This article (See Link Below “The Coming Greater Depression of the 2020s”) pretty much reflects my views better than any I’ve seen recently. It echoes the conclusion reached by economist David Rosenberg as espoused in today’s Mauldin SIC2020 conference. A big issue that Rosenberg pointed out is that the recent layoffs are perceived by those being laid off as being temporary, but in high likelihood, a much higher percentage of these furloughs could indeed be permanent. A number of retail establishments were on the verge of shutdown already, and this could represent the ‘final straw’. Most restaurants can’t survive at 25%-50% peak occupancy, even with heavy take-out business. Most consumers are going to be resistant to go out until they’re sure they’re safe.
A vaccine is still uncertain and at least a year away. A recent survey found that 52% of small business owners surveyed expected to be out of business in six months. Airline fares are going to have to go up a lot to offset capacity restrictions and then you face elasticity of demand issues. People have learned to use Zoom now and are going to less prone to travel. Remember that it took four years for air travel to get back to pre-9/11 levels.
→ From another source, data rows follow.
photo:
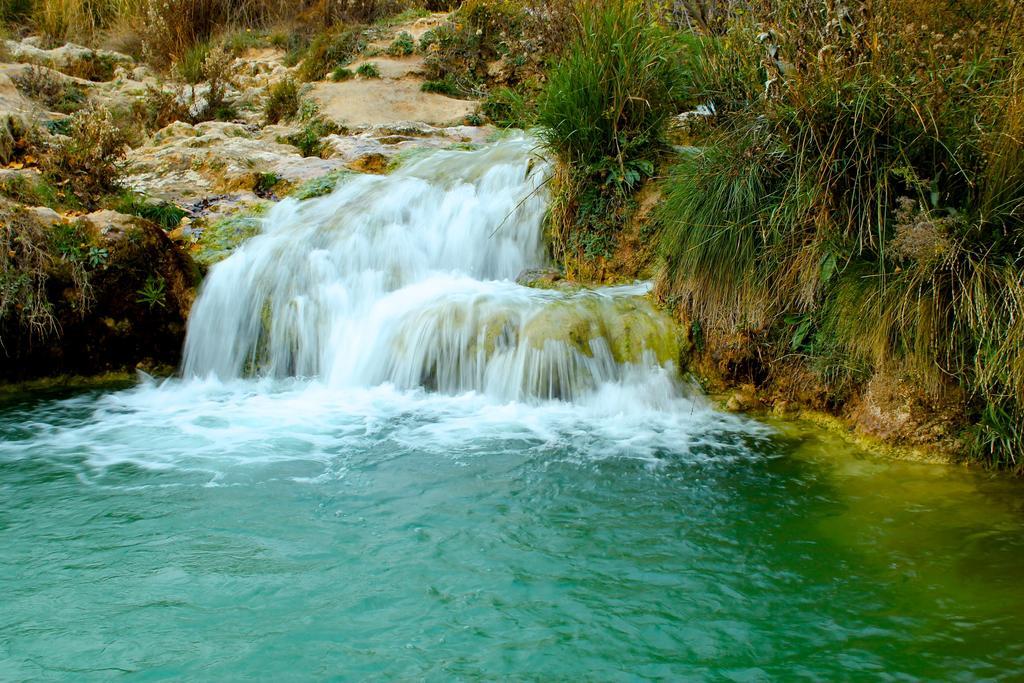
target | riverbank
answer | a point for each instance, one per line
(898, 322)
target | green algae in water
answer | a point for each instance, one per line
(255, 530)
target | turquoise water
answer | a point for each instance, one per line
(287, 531)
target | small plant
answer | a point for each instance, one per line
(217, 70)
(314, 128)
(320, 186)
(508, 109)
(329, 51)
(282, 101)
(369, 70)
(52, 91)
(265, 182)
(164, 214)
(402, 46)
(190, 68)
(442, 87)
(154, 292)
(86, 163)
(96, 256)
(342, 74)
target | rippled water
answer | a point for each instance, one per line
(290, 531)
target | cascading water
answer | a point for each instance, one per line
(408, 280)
(363, 475)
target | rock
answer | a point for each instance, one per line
(12, 102)
(140, 287)
(368, 102)
(543, 279)
(372, 163)
(71, 58)
(784, 409)
(185, 162)
(743, 399)
(896, 411)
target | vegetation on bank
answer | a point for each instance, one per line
(851, 199)
(841, 199)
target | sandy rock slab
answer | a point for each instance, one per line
(183, 162)
(370, 102)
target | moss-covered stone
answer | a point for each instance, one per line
(218, 239)
(322, 185)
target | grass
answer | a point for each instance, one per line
(53, 91)
(282, 101)
(508, 108)
(603, 115)
(328, 51)
(861, 208)
(402, 46)
(368, 70)
(165, 214)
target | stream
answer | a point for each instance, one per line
(384, 459)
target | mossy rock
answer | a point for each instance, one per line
(630, 327)
(321, 186)
(222, 237)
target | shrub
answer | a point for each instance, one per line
(858, 200)
(442, 87)
(342, 74)
(86, 162)
(509, 109)
(402, 45)
(369, 70)
(328, 51)
(282, 101)
(54, 92)
(165, 214)
(32, 255)
(190, 68)
(314, 128)
(603, 115)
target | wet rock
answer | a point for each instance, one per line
(743, 399)
(185, 162)
(895, 410)
(130, 308)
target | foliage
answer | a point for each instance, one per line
(342, 74)
(32, 257)
(265, 182)
(603, 115)
(320, 186)
(509, 109)
(165, 214)
(154, 292)
(369, 70)
(54, 92)
(190, 67)
(328, 51)
(314, 128)
(858, 198)
(86, 162)
(402, 45)
(30, 190)
(506, 42)
(282, 101)
(441, 87)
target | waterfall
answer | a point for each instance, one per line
(410, 280)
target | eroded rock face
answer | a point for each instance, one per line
(131, 312)
(895, 411)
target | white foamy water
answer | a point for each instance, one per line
(409, 280)
(385, 319)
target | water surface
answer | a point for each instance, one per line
(286, 530)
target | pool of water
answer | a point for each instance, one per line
(290, 531)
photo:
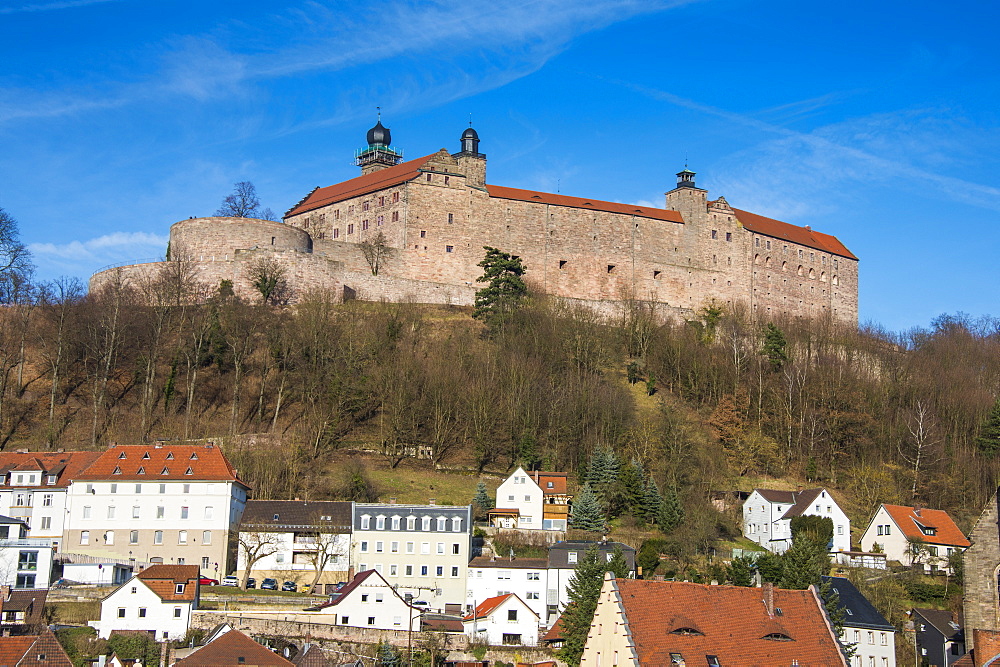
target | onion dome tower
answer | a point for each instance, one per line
(379, 153)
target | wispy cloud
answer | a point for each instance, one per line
(51, 6)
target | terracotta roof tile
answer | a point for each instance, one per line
(161, 462)
(948, 534)
(801, 235)
(233, 649)
(733, 622)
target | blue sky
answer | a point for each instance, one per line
(876, 122)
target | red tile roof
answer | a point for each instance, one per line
(161, 462)
(909, 522)
(801, 235)
(362, 185)
(64, 465)
(233, 649)
(731, 622)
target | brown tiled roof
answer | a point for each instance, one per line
(732, 624)
(362, 185)
(793, 233)
(161, 462)
(65, 465)
(233, 649)
(503, 192)
(948, 534)
(297, 514)
(163, 580)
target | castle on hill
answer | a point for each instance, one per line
(437, 212)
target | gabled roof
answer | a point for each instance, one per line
(164, 462)
(503, 192)
(286, 515)
(65, 465)
(793, 233)
(163, 580)
(362, 185)
(732, 624)
(233, 649)
(858, 611)
(912, 521)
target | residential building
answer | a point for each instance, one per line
(25, 562)
(525, 577)
(41, 650)
(940, 636)
(563, 558)
(865, 630)
(294, 536)
(233, 649)
(159, 600)
(768, 514)
(504, 619)
(369, 601)
(423, 550)
(641, 622)
(532, 501)
(33, 487)
(163, 503)
(914, 536)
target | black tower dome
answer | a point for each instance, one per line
(379, 135)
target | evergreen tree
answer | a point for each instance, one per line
(989, 433)
(505, 288)
(586, 512)
(774, 347)
(671, 512)
(482, 498)
(584, 589)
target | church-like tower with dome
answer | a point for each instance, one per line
(432, 216)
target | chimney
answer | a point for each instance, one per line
(768, 590)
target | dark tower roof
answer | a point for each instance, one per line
(379, 135)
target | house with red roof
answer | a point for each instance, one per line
(642, 622)
(768, 514)
(914, 536)
(502, 620)
(163, 503)
(158, 600)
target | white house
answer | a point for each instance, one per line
(25, 562)
(368, 601)
(292, 536)
(532, 501)
(159, 599)
(914, 536)
(504, 619)
(495, 577)
(164, 503)
(33, 487)
(768, 514)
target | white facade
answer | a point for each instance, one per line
(369, 601)
(507, 621)
(519, 492)
(767, 517)
(527, 579)
(135, 606)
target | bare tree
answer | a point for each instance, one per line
(376, 251)
(254, 546)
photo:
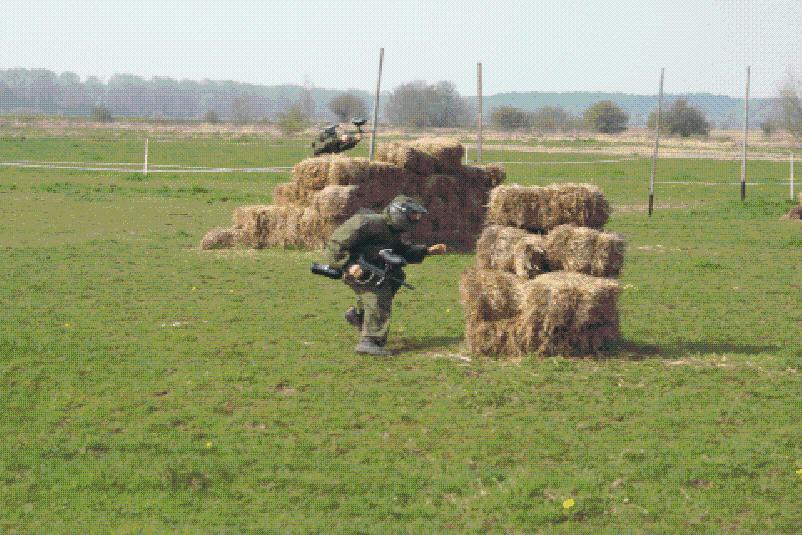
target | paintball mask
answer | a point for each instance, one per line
(359, 122)
(404, 212)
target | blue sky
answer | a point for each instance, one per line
(525, 46)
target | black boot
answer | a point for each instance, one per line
(369, 346)
(354, 316)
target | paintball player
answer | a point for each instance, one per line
(369, 253)
(329, 142)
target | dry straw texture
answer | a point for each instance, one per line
(556, 313)
(543, 208)
(327, 190)
(407, 157)
(510, 249)
(585, 250)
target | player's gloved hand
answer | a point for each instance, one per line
(355, 272)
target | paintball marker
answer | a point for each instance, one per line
(327, 271)
(375, 275)
(391, 272)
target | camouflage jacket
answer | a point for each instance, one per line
(367, 234)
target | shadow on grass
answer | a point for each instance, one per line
(404, 345)
(635, 350)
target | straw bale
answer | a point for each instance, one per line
(512, 250)
(492, 338)
(489, 295)
(529, 257)
(290, 193)
(556, 313)
(405, 156)
(543, 208)
(585, 250)
(567, 313)
(448, 152)
(344, 171)
(333, 201)
(220, 238)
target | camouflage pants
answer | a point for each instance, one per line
(377, 304)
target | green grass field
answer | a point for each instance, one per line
(147, 386)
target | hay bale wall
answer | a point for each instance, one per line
(542, 285)
(585, 250)
(538, 208)
(327, 190)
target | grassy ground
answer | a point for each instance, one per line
(147, 386)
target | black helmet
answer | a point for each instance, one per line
(404, 212)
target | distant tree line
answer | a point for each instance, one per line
(44, 92)
(415, 104)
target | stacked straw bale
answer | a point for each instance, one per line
(542, 283)
(543, 208)
(326, 190)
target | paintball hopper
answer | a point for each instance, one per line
(327, 271)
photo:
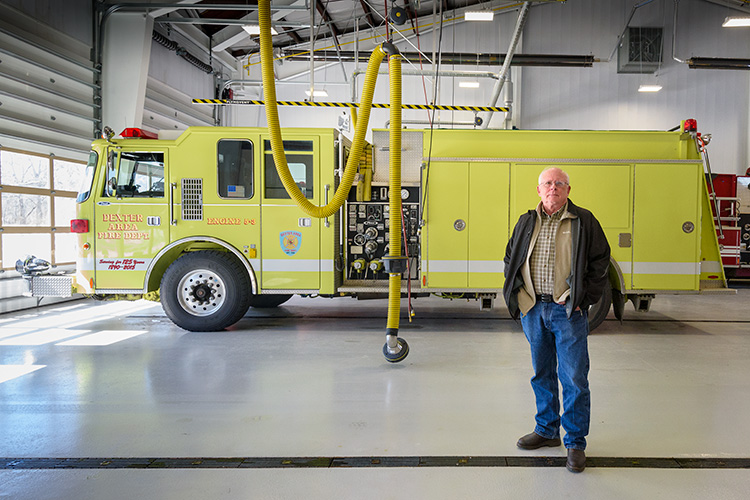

Americans are going to save a lot more going forward and this will be a secular change in behavior that will impact the economy and corporate profits dramatically. The mentality of people could shift permanently towards having more savings & less frivolous consumption. A lot of small businesses have sprouted up to serve luxurious consumption. Remember that Depression era babies were influenced for decades.
As far as recent stock market action is concerned, this rally off the low represents just a retracement rally which should still be followed by lower lows. Legendary market technician Bob Farrell is well known for his Ten Rules for Investing. Rule #8 is that Bear markets have three stages — a sharp down, a reflexive rebound and a drawn-out fundamental downtrend. This is where I believe we are. This decline will look more like the 1930’s than the 2008-09 decline. This second protracted decline resulted in a drawdown of 86% from its secondary high after its 1st bounce.
This is a great time to be short a portfolio of stocks of underperforming companies with very bad fundamentals.